The bulk of cases are now concentrated in Geneva, where the infection rate of 6,606.39 per 100,000 people exceeds the national average of 4,087.09 / 100,00, followed by Valais (6100.09).

But while the situation in French-speaking regions, as well as in Graubünden and Ticino, is still tense, infection rates in other cantons fall below the national average.

Image: FOPH

For comparison, this is what the situation looked like a week ago, on January 13th.

Image: FOPH


What about hospitalisations?

If health authorities are not panicking and, in fact, have just relaxed some measures, it is because the high infection rates are not reflected in the number of Covid-related hospital admissions.

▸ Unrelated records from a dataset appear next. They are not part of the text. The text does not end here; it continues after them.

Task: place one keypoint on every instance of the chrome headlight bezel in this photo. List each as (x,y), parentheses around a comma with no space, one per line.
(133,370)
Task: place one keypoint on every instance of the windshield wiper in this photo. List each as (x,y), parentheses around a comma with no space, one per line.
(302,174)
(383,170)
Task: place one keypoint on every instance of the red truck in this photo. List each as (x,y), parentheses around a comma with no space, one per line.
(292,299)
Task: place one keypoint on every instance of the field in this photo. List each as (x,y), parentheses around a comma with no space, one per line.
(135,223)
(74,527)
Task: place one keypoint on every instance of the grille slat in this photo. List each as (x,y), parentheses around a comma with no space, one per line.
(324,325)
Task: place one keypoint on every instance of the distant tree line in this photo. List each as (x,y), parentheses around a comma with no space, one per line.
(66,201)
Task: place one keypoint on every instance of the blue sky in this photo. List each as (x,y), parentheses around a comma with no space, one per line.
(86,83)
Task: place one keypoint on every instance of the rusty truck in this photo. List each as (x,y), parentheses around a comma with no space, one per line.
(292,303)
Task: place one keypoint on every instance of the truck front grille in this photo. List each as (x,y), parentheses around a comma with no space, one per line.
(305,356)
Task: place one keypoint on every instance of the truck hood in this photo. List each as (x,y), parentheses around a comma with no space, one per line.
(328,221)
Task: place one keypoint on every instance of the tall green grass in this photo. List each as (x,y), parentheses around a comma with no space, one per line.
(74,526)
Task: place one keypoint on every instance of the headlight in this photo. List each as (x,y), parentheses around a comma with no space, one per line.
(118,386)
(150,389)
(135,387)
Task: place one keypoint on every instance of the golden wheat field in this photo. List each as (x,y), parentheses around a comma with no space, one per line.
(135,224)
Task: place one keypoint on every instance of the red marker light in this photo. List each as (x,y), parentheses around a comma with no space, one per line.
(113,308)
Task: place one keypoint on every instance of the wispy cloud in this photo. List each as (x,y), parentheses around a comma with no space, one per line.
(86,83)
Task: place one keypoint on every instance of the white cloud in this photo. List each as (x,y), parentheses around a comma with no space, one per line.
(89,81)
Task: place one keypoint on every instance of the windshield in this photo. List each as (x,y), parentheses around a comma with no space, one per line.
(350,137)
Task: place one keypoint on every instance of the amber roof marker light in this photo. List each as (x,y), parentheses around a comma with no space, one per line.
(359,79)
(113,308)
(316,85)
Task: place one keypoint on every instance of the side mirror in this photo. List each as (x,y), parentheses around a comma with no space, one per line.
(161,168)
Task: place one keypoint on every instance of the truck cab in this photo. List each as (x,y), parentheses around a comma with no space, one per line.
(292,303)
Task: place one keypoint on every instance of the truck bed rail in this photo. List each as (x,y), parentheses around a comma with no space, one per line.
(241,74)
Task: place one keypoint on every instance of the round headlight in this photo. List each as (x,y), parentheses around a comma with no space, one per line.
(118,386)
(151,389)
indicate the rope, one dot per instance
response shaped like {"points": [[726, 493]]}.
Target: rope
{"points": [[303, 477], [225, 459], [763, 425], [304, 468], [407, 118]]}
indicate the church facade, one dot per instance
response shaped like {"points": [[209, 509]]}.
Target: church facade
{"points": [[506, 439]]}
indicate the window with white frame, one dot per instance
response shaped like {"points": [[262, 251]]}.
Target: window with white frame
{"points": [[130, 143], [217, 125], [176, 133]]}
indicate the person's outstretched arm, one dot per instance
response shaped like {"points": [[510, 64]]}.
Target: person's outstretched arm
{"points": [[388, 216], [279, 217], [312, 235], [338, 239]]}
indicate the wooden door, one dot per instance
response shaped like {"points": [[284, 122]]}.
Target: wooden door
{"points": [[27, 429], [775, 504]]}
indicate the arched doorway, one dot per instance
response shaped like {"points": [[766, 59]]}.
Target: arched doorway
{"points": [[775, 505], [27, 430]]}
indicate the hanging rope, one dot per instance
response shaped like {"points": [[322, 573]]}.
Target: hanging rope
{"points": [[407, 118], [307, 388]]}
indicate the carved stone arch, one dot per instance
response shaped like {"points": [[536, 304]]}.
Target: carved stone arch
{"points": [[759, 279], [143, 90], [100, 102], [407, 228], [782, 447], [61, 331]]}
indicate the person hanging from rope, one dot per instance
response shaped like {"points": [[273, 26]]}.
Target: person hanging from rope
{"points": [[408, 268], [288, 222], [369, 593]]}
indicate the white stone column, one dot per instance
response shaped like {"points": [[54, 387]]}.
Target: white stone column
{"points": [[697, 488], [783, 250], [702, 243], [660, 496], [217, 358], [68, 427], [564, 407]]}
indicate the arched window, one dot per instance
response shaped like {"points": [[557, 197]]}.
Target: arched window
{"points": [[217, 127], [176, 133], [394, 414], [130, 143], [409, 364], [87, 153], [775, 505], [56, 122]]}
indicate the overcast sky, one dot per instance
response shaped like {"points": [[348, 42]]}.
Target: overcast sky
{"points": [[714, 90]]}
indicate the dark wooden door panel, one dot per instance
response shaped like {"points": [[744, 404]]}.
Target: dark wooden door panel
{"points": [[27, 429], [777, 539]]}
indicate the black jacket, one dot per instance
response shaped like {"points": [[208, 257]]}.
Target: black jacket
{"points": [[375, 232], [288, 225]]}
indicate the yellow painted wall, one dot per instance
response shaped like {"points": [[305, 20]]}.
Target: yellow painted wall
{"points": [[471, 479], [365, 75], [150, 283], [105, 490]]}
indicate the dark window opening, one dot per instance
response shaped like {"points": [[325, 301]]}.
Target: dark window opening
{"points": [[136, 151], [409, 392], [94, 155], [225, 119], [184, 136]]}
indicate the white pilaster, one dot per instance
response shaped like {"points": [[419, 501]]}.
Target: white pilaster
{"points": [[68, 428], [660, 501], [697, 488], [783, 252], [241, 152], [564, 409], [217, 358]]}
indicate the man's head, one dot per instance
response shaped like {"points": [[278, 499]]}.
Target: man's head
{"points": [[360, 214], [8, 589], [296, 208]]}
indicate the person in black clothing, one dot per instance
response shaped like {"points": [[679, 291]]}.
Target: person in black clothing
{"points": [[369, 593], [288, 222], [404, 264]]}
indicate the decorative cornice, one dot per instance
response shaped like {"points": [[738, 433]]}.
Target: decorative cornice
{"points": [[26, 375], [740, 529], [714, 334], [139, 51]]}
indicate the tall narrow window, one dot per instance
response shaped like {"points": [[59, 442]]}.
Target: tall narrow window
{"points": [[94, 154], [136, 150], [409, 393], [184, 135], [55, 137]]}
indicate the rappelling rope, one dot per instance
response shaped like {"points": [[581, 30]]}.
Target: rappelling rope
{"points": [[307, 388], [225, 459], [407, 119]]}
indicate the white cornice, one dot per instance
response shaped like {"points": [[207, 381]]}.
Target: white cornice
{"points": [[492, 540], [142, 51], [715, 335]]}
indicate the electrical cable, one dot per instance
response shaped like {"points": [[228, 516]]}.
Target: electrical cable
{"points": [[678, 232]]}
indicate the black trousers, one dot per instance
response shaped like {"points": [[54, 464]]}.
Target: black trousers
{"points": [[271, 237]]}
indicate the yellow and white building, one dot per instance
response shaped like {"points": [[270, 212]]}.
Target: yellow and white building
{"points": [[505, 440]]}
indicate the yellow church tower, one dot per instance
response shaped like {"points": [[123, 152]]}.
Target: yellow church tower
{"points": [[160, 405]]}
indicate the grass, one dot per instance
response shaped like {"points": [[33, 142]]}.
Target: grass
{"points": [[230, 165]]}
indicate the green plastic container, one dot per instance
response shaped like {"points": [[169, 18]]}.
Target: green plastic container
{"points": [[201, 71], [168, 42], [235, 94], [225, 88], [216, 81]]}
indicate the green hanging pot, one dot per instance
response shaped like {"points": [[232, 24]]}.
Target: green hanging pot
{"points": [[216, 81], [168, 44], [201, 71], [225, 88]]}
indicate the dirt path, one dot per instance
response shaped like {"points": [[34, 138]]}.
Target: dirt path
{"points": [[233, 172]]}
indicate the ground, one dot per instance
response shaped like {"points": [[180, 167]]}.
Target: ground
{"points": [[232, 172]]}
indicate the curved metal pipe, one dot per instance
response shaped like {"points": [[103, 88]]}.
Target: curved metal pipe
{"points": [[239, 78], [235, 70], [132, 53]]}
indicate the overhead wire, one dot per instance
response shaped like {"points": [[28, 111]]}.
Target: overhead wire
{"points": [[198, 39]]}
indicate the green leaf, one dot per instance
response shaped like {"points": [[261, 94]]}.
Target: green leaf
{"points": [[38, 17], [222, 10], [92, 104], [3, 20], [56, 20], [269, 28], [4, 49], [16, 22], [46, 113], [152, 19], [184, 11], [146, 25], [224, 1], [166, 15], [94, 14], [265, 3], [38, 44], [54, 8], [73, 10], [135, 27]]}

Despite repeated warnings throughout November and December that the healthcare system was on the verge of being saturated and triage was imminent, this has not happened.

As at January 18th, there were 247 Covid patients in Swiss ICUs — 20 less than last week.

Image: FOPH

Health officials attribute this to the fact that Omicron, which currently accounts for nearly 88 percent of all infections in Switzerland, is less virulent than its predecessors Delta and Alpha, especially among the vaccinated population.

This means that vaccinated and boosted people are much less likely to have severe symptoms and end up in hospitals than their unvaccinated counterparts.

Image: FOPH

The same applies to Covid-related deaths: their number remains low and stable, but is most prevalent among the unvaccinated, as this chart indicates:

READ MORE: Covid in Switzerland: How common are hospitalisations and deaths among the boosted?

At this point, nearly 68 percent of Switzerland's population is fully vaccinated, with 35.47 percent having received the third shot — rates that still trail below the European Union average.

However, within the most vulnerable group — those over 65 years of age — 90.64 percent have had two shots, and 71.56 percent have had their booster dose as well.